Beyond the mutual appreciation between automakers and locals, I also found a charming camaraderie between competing brands. In the auto industry, the unwritten rule is that you don’t take pictures of prototype vehicles. Phil Jones, lead driving instructor for Jaguar, tells me at testing sites in other countries, brands usually have security near the prototypes—but in Sweden, there is simply no need.
“We all look after each other here,” says Jones. “If someone slides off the road, even in a prototype, you stop and help. If that happens somewhere else in the world, as the driver, you wave someone off even if that means you’re stuck out there for days.”

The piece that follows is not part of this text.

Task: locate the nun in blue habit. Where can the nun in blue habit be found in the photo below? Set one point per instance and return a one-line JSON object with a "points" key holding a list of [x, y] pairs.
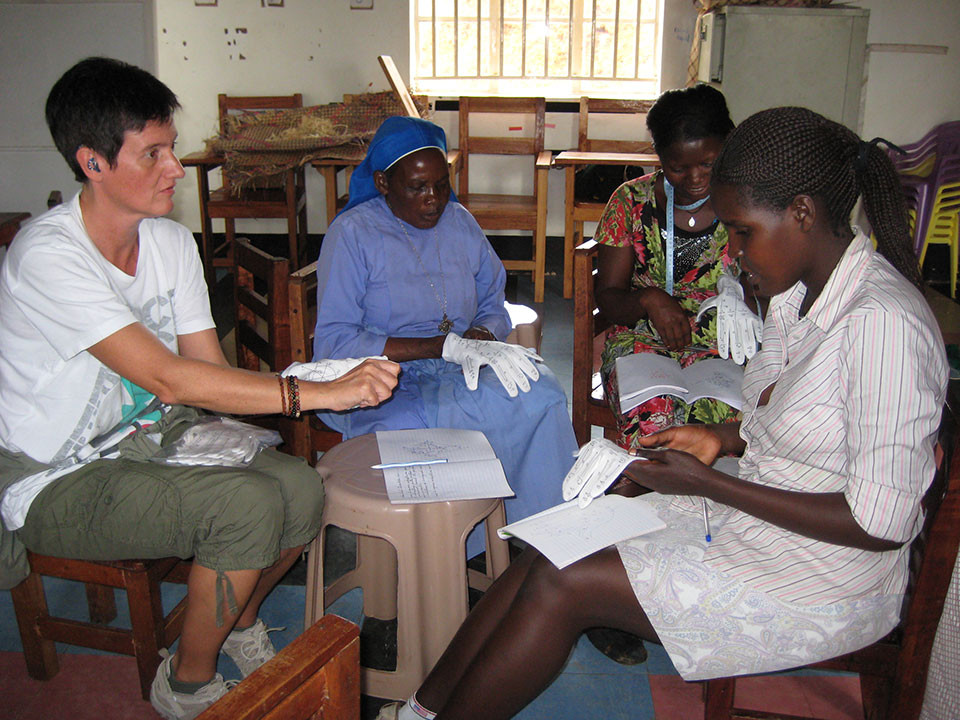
{"points": [[403, 265]]}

This year, although the population swell is not as great in terms of attracting winter tourists, automakers are still testing in Arjeplog with the same unwavering help from locals. Upon arrival, social distancing and quarantines have given new tasks to local receptionists who work with Jaguar-Land Rover engineers and staff. One of those jobs is grocery shopping. Crane says this support has been priceless, joking that he has upped his food shopping game so he won’t be judged for living on tea and biscuits.
“We give so much thanks to the local crew who makes all of this possible,” says Talboys. “I always think I’m lucky to see somewhere in the world like Arjeplog. It is not somewhere I would’ve gone had it not been for my job, and it’s a privilege to return each year.”